La hora
se acerca. El segundo advenimiento está aquí. Nº2 está a la vuelta de la
esquina. Y como pasa en estos casos, hay que amueblar habitaciones, adecentar
la casa y comprar, comprar, comprar muebles en el IKEA. Pero tranquilos, que ya
hablé en su día de la experiencia de recorrer tan temida tienda sueca y no voy
a repetirme. Lo único que hay que tener en cuenta es que es una excursión en
familia altamente estresante y que por ello, hay que disfrazarla de ocio y
diversión. Comida en restaurante, paseo por las atracciones infantiles, algunas
compras… Y es en este punto cuando debo detenerme para explicar la cuestión en
cuestión.
En un
momento dado, mi mujer y yo decidimos separarnos: Ella iría a ver ropa de
embarazada “last stand” y yo me quedaría con la niña mientras tanto.
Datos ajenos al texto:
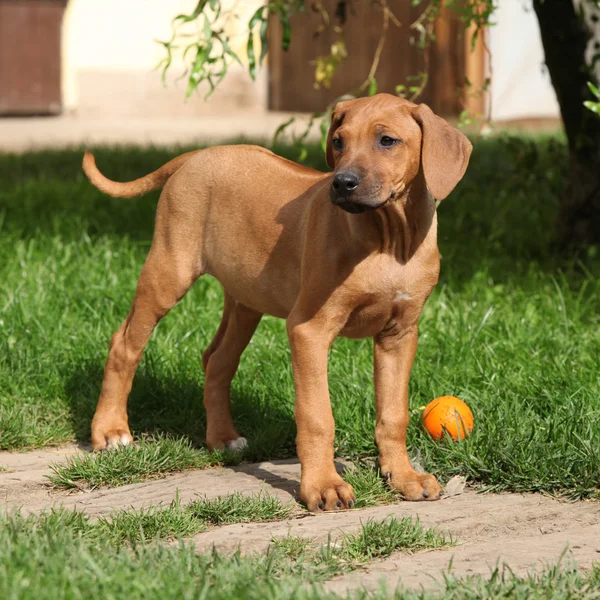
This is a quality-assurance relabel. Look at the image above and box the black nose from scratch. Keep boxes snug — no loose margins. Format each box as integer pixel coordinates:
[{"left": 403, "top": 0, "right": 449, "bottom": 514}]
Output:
[{"left": 332, "top": 171, "right": 360, "bottom": 196}]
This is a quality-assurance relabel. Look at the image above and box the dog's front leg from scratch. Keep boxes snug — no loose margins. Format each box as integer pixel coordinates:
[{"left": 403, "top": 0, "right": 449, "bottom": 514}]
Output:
[
  {"left": 374, "top": 324, "right": 441, "bottom": 500},
  {"left": 287, "top": 316, "right": 356, "bottom": 512}
]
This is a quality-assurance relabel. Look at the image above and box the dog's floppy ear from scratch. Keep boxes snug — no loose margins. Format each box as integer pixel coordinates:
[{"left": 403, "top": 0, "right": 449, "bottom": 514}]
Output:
[
  {"left": 412, "top": 104, "right": 473, "bottom": 200},
  {"left": 325, "top": 100, "right": 348, "bottom": 169}
]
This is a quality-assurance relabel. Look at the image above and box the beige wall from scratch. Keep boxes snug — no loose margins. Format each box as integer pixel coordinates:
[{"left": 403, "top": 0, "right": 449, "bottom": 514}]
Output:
[{"left": 63, "top": 0, "right": 267, "bottom": 118}]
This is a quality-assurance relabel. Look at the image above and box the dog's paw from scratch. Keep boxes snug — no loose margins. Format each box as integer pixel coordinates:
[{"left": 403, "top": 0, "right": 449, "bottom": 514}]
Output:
[
  {"left": 225, "top": 437, "right": 248, "bottom": 452},
  {"left": 92, "top": 417, "right": 133, "bottom": 450},
  {"left": 300, "top": 473, "right": 356, "bottom": 512},
  {"left": 92, "top": 429, "right": 133, "bottom": 450},
  {"left": 383, "top": 471, "right": 442, "bottom": 502}
]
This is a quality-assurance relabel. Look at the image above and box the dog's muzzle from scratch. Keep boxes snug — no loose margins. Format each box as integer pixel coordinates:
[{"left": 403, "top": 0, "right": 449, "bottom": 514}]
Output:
[{"left": 330, "top": 171, "right": 387, "bottom": 214}]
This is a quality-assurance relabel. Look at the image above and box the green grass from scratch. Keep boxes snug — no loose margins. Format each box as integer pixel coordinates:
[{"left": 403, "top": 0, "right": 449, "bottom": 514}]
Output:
[
  {"left": 48, "top": 435, "right": 225, "bottom": 489},
  {"left": 0, "top": 507, "right": 444, "bottom": 599},
  {"left": 0, "top": 493, "right": 295, "bottom": 547},
  {"left": 340, "top": 517, "right": 452, "bottom": 563},
  {"left": 0, "top": 137, "right": 600, "bottom": 498},
  {"left": 0, "top": 510, "right": 600, "bottom": 600}
]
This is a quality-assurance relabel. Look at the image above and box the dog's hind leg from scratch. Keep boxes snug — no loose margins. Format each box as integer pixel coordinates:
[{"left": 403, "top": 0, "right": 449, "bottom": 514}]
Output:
[
  {"left": 202, "top": 293, "right": 262, "bottom": 449},
  {"left": 92, "top": 239, "right": 201, "bottom": 450}
]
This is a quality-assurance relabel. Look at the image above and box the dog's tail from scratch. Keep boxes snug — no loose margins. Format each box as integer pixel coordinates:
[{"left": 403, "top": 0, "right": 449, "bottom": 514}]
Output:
[{"left": 83, "top": 150, "right": 201, "bottom": 198}]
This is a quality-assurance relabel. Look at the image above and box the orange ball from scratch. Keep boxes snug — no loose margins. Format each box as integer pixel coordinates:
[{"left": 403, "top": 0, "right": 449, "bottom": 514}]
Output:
[{"left": 421, "top": 396, "right": 473, "bottom": 441}]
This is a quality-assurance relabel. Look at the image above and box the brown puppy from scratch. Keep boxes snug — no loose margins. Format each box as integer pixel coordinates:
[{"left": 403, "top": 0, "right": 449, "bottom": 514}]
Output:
[{"left": 83, "top": 94, "right": 471, "bottom": 511}]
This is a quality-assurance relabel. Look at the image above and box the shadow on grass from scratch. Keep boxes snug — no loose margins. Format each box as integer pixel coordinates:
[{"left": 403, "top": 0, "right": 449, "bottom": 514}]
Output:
[{"left": 66, "top": 362, "right": 296, "bottom": 461}]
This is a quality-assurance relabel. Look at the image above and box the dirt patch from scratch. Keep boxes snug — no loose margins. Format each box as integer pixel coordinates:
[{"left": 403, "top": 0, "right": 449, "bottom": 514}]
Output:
[{"left": 0, "top": 447, "right": 600, "bottom": 592}]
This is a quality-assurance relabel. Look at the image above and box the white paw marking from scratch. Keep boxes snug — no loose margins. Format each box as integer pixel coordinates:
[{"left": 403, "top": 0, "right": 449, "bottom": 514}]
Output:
[
  {"left": 227, "top": 438, "right": 248, "bottom": 452},
  {"left": 106, "top": 433, "right": 133, "bottom": 450},
  {"left": 394, "top": 290, "right": 411, "bottom": 302}
]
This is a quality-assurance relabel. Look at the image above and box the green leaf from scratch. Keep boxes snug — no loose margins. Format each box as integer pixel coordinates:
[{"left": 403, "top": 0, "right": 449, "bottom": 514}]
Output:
[
  {"left": 588, "top": 81, "right": 600, "bottom": 98},
  {"left": 173, "top": 0, "right": 208, "bottom": 23},
  {"left": 258, "top": 18, "right": 269, "bottom": 66},
  {"left": 203, "top": 16, "right": 212, "bottom": 40},
  {"left": 273, "top": 117, "right": 296, "bottom": 145},
  {"left": 247, "top": 6, "right": 265, "bottom": 80},
  {"left": 218, "top": 37, "right": 242, "bottom": 66}
]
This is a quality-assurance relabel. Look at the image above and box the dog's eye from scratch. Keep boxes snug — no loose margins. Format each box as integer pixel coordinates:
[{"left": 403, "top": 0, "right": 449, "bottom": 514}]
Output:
[{"left": 381, "top": 135, "right": 398, "bottom": 146}]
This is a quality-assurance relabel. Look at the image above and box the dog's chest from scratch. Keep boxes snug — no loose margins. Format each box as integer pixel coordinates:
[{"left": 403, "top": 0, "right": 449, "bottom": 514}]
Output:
[{"left": 342, "top": 252, "right": 439, "bottom": 338}]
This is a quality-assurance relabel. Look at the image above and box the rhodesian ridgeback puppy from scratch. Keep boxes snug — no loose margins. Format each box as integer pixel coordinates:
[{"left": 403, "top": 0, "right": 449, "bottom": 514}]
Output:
[{"left": 83, "top": 94, "right": 472, "bottom": 511}]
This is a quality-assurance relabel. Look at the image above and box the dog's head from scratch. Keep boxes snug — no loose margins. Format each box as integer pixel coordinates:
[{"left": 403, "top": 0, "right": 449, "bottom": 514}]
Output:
[{"left": 327, "top": 94, "right": 472, "bottom": 213}]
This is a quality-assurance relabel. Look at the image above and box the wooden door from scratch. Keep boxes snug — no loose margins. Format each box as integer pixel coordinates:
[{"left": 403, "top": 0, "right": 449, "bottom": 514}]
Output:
[{"left": 0, "top": 0, "right": 67, "bottom": 115}]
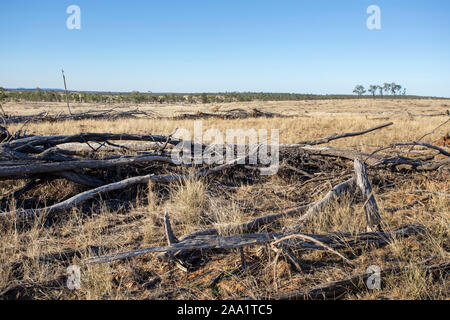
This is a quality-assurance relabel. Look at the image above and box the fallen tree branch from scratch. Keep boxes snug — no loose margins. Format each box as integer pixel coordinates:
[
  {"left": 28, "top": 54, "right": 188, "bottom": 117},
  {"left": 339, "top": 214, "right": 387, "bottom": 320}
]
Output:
[
  {"left": 85, "top": 225, "right": 424, "bottom": 264},
  {"left": 0, "top": 146, "right": 259, "bottom": 218},
  {"left": 298, "top": 122, "right": 394, "bottom": 146},
  {"left": 277, "top": 262, "right": 450, "bottom": 300}
]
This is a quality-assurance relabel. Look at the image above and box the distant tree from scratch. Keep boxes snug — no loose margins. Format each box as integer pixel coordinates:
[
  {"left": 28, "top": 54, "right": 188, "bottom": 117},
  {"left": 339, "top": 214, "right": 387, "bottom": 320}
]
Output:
[
  {"left": 383, "top": 82, "right": 391, "bottom": 93},
  {"left": 200, "top": 93, "right": 208, "bottom": 103},
  {"left": 393, "top": 83, "right": 402, "bottom": 95},
  {"left": 353, "top": 84, "right": 366, "bottom": 96},
  {"left": 368, "top": 84, "right": 378, "bottom": 97},
  {"left": 389, "top": 82, "right": 397, "bottom": 96}
]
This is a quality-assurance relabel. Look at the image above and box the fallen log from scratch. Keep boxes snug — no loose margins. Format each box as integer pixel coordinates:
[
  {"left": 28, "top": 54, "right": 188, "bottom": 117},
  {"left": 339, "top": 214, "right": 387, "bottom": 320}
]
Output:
[
  {"left": 354, "top": 159, "right": 382, "bottom": 231},
  {"left": 0, "top": 155, "right": 176, "bottom": 180},
  {"left": 0, "top": 146, "right": 259, "bottom": 219},
  {"left": 84, "top": 225, "right": 424, "bottom": 264},
  {"left": 289, "top": 178, "right": 355, "bottom": 230},
  {"left": 298, "top": 122, "right": 394, "bottom": 146}
]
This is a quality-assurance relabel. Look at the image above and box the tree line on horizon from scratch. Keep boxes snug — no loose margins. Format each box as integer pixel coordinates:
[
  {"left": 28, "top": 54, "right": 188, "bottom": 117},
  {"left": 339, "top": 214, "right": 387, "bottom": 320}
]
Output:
[
  {"left": 0, "top": 83, "right": 428, "bottom": 104},
  {"left": 353, "top": 82, "right": 406, "bottom": 97}
]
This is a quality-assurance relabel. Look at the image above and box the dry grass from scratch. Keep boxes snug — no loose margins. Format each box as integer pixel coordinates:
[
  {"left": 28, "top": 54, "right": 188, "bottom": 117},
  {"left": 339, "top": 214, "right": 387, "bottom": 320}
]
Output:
[{"left": 0, "top": 99, "right": 450, "bottom": 299}]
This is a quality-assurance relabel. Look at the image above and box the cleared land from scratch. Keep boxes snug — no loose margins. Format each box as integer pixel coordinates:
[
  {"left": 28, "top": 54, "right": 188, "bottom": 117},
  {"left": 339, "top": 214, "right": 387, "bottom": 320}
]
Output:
[{"left": 0, "top": 99, "right": 450, "bottom": 299}]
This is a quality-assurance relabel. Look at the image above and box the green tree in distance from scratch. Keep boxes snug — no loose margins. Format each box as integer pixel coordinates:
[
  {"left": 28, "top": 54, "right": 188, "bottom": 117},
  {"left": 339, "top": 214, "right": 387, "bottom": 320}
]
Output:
[{"left": 353, "top": 84, "right": 366, "bottom": 96}]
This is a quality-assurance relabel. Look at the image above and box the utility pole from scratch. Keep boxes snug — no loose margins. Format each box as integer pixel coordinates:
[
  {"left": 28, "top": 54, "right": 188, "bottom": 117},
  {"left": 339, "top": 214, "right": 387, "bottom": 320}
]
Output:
[{"left": 61, "top": 70, "right": 72, "bottom": 115}]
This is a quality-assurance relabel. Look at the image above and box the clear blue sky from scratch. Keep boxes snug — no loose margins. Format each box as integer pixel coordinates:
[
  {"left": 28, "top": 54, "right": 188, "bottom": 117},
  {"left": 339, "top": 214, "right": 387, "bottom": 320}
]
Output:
[{"left": 0, "top": 0, "right": 450, "bottom": 97}]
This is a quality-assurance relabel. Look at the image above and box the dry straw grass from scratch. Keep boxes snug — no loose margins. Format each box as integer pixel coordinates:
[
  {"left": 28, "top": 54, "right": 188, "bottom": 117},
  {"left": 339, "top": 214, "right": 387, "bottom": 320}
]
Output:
[{"left": 0, "top": 99, "right": 450, "bottom": 299}]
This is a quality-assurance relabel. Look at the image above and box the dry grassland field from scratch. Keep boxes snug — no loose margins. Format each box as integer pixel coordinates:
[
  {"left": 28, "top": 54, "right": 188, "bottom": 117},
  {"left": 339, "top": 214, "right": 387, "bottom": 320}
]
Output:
[{"left": 0, "top": 98, "right": 450, "bottom": 300}]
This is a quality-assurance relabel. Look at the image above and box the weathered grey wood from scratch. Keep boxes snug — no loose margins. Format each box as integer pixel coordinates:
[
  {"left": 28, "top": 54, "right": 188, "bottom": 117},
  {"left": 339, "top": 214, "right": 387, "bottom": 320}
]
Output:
[
  {"left": 0, "top": 146, "right": 253, "bottom": 219},
  {"left": 164, "top": 211, "right": 180, "bottom": 246},
  {"left": 85, "top": 225, "right": 424, "bottom": 264},
  {"left": 277, "top": 262, "right": 450, "bottom": 300},
  {"left": 0, "top": 155, "right": 175, "bottom": 180},
  {"left": 298, "top": 122, "right": 394, "bottom": 146},
  {"left": 289, "top": 178, "right": 355, "bottom": 230},
  {"left": 5, "top": 133, "right": 204, "bottom": 151},
  {"left": 354, "top": 159, "right": 381, "bottom": 231}
]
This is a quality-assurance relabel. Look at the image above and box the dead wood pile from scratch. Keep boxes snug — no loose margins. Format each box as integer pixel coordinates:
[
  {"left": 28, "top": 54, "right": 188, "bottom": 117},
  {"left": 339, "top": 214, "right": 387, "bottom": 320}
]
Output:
[{"left": 0, "top": 121, "right": 450, "bottom": 299}]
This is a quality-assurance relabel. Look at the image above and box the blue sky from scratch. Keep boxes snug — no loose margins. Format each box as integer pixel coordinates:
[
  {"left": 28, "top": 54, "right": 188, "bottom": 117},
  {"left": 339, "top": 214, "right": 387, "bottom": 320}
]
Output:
[{"left": 0, "top": 0, "right": 450, "bottom": 97}]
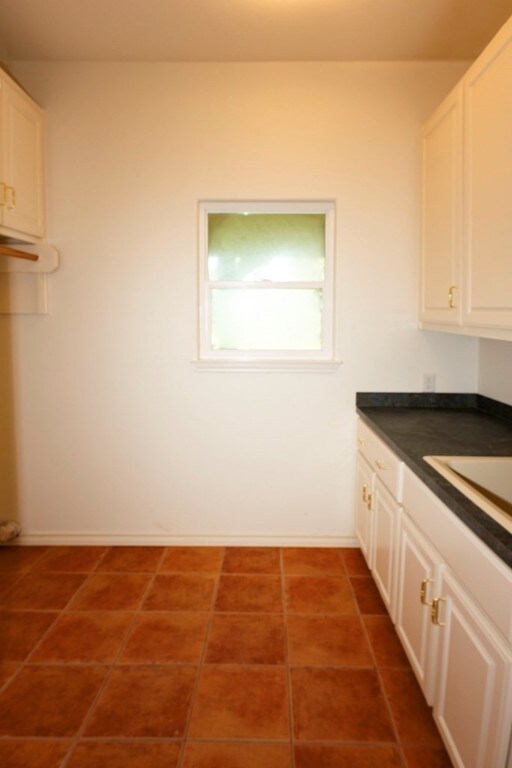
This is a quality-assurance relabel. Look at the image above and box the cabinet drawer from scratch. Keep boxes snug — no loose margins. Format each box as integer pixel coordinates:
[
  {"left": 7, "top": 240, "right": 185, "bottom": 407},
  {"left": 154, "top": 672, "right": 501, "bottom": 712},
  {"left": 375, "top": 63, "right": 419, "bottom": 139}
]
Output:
[
  {"left": 357, "top": 419, "right": 404, "bottom": 501},
  {"left": 403, "top": 468, "right": 512, "bottom": 641}
]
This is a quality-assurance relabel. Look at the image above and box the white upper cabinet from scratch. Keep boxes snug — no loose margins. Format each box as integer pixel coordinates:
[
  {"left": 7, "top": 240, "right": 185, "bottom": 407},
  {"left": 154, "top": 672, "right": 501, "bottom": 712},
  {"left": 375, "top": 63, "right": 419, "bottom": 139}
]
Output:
[
  {"left": 463, "top": 25, "right": 512, "bottom": 328},
  {"left": 420, "top": 18, "right": 512, "bottom": 339},
  {"left": 421, "top": 89, "right": 462, "bottom": 325},
  {"left": 0, "top": 70, "right": 44, "bottom": 242}
]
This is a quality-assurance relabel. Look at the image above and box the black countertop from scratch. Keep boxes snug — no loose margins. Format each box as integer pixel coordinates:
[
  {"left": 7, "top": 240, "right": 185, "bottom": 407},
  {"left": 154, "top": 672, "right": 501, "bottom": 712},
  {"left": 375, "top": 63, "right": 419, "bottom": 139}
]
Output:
[{"left": 356, "top": 392, "right": 512, "bottom": 567}]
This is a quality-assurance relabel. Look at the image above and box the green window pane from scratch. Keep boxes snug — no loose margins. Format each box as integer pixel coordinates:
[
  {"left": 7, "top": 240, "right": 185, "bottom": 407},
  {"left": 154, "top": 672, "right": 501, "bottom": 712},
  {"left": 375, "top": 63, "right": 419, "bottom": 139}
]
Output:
[
  {"left": 211, "top": 288, "right": 322, "bottom": 350},
  {"left": 208, "top": 213, "right": 325, "bottom": 283}
]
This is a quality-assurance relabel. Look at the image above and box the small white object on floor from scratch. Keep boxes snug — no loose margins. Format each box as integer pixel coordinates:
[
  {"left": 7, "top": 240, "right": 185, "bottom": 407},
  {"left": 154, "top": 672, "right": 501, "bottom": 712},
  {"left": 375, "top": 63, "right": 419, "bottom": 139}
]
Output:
[{"left": 0, "top": 520, "right": 21, "bottom": 543}]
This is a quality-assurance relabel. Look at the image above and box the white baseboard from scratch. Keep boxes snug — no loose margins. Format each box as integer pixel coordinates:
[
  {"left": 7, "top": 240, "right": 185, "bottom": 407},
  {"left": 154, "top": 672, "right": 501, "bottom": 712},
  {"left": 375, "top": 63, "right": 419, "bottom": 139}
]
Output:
[{"left": 12, "top": 531, "right": 359, "bottom": 547}]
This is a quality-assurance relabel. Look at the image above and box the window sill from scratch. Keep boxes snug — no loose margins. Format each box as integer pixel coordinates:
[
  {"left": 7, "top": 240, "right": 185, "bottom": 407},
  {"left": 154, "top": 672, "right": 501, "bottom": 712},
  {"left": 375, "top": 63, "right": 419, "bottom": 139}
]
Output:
[{"left": 191, "top": 358, "right": 342, "bottom": 373}]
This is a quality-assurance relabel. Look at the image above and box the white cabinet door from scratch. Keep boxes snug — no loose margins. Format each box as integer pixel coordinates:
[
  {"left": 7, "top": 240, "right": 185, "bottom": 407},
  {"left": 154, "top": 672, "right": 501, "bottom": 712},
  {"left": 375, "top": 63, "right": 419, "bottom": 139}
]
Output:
[
  {"left": 396, "top": 515, "right": 443, "bottom": 705},
  {"left": 463, "top": 22, "right": 512, "bottom": 329},
  {"left": 434, "top": 569, "right": 512, "bottom": 768},
  {"left": 420, "top": 87, "right": 462, "bottom": 325},
  {"left": 371, "top": 477, "right": 400, "bottom": 622},
  {"left": 0, "top": 76, "right": 44, "bottom": 238},
  {"left": 355, "top": 453, "right": 375, "bottom": 569}
]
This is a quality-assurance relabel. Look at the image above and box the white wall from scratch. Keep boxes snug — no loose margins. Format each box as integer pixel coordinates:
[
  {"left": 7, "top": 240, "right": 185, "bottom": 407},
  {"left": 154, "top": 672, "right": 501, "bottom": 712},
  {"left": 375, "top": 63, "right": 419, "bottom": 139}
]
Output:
[
  {"left": 4, "top": 63, "right": 477, "bottom": 543},
  {"left": 478, "top": 339, "right": 512, "bottom": 405}
]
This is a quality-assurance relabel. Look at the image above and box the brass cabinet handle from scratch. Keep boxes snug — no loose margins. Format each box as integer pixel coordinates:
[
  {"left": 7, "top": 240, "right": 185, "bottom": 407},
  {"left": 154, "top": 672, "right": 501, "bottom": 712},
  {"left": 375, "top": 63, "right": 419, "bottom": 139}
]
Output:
[
  {"left": 420, "top": 579, "right": 434, "bottom": 606},
  {"left": 5, "top": 186, "right": 16, "bottom": 210},
  {"left": 430, "top": 597, "right": 446, "bottom": 627}
]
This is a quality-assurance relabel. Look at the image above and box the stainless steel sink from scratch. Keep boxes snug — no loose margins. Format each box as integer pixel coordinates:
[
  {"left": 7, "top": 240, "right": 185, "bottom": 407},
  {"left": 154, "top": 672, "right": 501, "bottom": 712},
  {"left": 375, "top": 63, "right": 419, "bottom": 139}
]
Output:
[{"left": 423, "top": 456, "right": 512, "bottom": 533}]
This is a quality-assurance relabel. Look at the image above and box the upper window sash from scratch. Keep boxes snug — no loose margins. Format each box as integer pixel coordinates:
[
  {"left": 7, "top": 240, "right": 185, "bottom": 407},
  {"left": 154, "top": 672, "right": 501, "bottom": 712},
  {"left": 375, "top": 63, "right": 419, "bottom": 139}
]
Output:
[{"left": 199, "top": 201, "right": 334, "bottom": 361}]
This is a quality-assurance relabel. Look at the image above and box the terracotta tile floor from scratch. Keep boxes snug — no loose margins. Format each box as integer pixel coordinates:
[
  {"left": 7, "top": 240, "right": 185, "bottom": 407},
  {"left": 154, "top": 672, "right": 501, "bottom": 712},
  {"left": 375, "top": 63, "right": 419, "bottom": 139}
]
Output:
[{"left": 0, "top": 547, "right": 451, "bottom": 768}]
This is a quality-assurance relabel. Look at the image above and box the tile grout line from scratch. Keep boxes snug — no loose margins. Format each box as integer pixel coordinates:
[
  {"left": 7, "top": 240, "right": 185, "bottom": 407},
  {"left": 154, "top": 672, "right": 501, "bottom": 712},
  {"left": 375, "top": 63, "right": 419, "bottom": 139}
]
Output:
[
  {"left": 344, "top": 563, "right": 407, "bottom": 768},
  {"left": 176, "top": 547, "right": 228, "bottom": 768},
  {"left": 59, "top": 547, "right": 167, "bottom": 768},
  {"left": 279, "top": 547, "right": 295, "bottom": 768}
]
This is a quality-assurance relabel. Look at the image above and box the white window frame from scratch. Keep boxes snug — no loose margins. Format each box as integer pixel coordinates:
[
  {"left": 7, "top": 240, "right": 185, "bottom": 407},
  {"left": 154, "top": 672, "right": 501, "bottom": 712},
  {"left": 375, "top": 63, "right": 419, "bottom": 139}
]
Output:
[{"left": 195, "top": 201, "right": 340, "bottom": 371}]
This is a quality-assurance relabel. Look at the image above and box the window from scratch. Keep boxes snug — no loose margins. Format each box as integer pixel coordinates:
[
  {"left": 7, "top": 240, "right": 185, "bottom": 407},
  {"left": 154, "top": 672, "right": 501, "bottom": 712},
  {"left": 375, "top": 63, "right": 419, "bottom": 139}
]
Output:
[{"left": 199, "top": 202, "right": 334, "bottom": 367}]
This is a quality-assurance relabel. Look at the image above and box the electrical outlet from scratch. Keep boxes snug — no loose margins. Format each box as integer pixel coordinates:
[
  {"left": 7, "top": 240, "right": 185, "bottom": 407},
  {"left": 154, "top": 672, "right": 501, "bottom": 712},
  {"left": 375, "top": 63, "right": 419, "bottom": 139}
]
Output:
[{"left": 423, "top": 373, "right": 436, "bottom": 392}]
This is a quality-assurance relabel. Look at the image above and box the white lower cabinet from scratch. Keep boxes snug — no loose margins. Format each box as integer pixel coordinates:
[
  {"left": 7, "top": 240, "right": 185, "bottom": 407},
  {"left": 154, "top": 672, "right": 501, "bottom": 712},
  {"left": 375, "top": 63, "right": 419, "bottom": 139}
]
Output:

Ella se
marchó y yo me metí en el FNAC (del que ya hablé hace un tiempo aquí y no,
tampoco pienso repetirme) para mirar cuentos y desquitarme de tanta frustración
y dolor comprándome un CD de Motorhead de saldo. Y es entonces cuando, al
acercarme a la caja para pagar las cosas, la ví.
Debo
reconocer que siento debilidad por las melenas. Las melenas largas, rizadas,
abundantes… me fascinan. Y la chica de la caja, además de joven y guapa, tenía
una de las cabelleras más rubias y frondosas que yo hubiera visto nunca. Y no,
no voy a caer en tópicos lujuriosos de chulito de playa, pero reconozco que
pensé cosas poco apropiadas para un padre que va de compras junto a su hija de
cuatro años. Y entonces, no sé si por algún tipo de conexión psíquica con la
niña, ésta pronunció justo lo que yo estaba pensando “¡Anda, eres la chica más
guapa del mundo!”, lo que sorprendió a la cajera que le devolvió el piropo, con
lo que mi hija remató con un “De verdad, que pareces una princesa” y a partir
de ahí comenzó una bonita conversación entre ellas, encantadas de la vida y yo,
mirando estupefacto me di cuenta de algo significativo: La tenía en el bote. Me
había ligado a la rubiaza del FNAC sin ni siquiera abrir la boca. La situación
me dio un poco de vértigo. Cada vez que me miraba y me sonreía con esos ojos
profundos como abismos que se abrían a otra vida distinta, enigmática… el mundo
se desvanecía y creía caer al vacío. Pero soy un padre de familia responsable y
sabiendo que eso no debía durar más me despedí de la chica sin caer en la
tentación siquiera de leer el nombre apuntado en su pecho y salí de la tienda
sin mirar atrás.
Fuera
esperaba mi mujer, cansada, con las ojeras hasta las rodillas y aguantándose la
barriga para decirme aquellos tan romántico
de “Lleva tú las bolsas, que yo no puedo más” y antes de marcharme para
siempre jamás, miré de reojo al interior donde la chica de la cabellera rubia
brillaba con la luz de cien mil amaneceres y pensé en qué sería de mi vida si
todo hubiese sido distinto para mí… Claro que sin mi mujer no existiría mi hija
y sin ella no me habría atrevido a decirle ni mu a esa chavala, lo que
convierte toda esta historia en una simple paradoja. Una paradoja inmisericorde,
tal como anticipaba el título de esta entrada.